Philippe Amielh, Maire de Salomé dans le Département du Nord et Directeur du Réseau Campus Vert répond à nos questions.
Eurêka 21 : Bonjour, pouvez-vous présenter rapidement le concept de Campus Vert ?
Philippe Amiehl : Campus Vert est un réseau agricole proposant des hébergements pour étudiants à loyer modéré chez l’habitant en zone rurale. Le projet de Campus Vert vise qu[atre objectifs : créer du lien social entre agriculteurs et étudiants en confortant un lien intergénérationnel, préserver le patrimoine rural via la rénovation de bâtiments, générer un complément de revenu aux agriculteurs, et proposer aux étudiants un loyer modéré dans un cadre de vie nouveau. Dans le Nord Pas de Calais, Campus Vert a permis la mise en place de 350 studios à la ferme chez 115 agriculteurs situés autour des villes universitaires.
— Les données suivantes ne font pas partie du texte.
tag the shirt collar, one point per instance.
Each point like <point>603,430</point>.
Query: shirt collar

E21 : Quelles furent les motivations initiales ?
P. A. : Elles ont été doubles. D’un côté, la loi décentralisation des pôles de compétences universitaires et une demande croissante de logements universitaires. De l’autre, une population agricole en recherche de nouvelles initiatives et d’une diversification de leur activité. Plutôt que de construire de nouveaux logements, la reconversion de bâtiments déjà existant a été choisie.
E21 : Qui a porté le projet ?
P. A. : C’est une initiative du monde agricole. Nous avons lancé ce projet expérimental autour de Béthune avec quelques agriculteurs motivés pendant 5 ans. Suite au succès, nous avons lancé en 2000 Campus Vert. Le Conseil Régional du Nord Pas de Calais est un acteur majeur du projet. Dès le départ, il a fourni une aide financière aux porteurs de projets. A ces aides viennent s’ajouter des financements européens pouvant aller jusqu’à 30% du coût maximal des rénovations.
E21 : Le projet a-t-il été accueilli favorablement auprès des populations agricoles ?
P. A. : Si au début, l’idée a paru à beaucoup farfelue, très rapidement, le monde agricole a compris l’opportunité et l’intérêt de ce projet. Ce sont les experts en logement étudiant et certains élus qui ont été parfois les plus réticents.
E21 : Qui peut accueillir ces étudiants ?
P. A. : Nous visons en majorité le monde agricole, quelle que soit la taille de l’exploitation, le type de production ou l’âge des exploitants. La seule condition est l’existence sur l’exploitation agricole d’un bâtiment ayant perdu sa fonction de production.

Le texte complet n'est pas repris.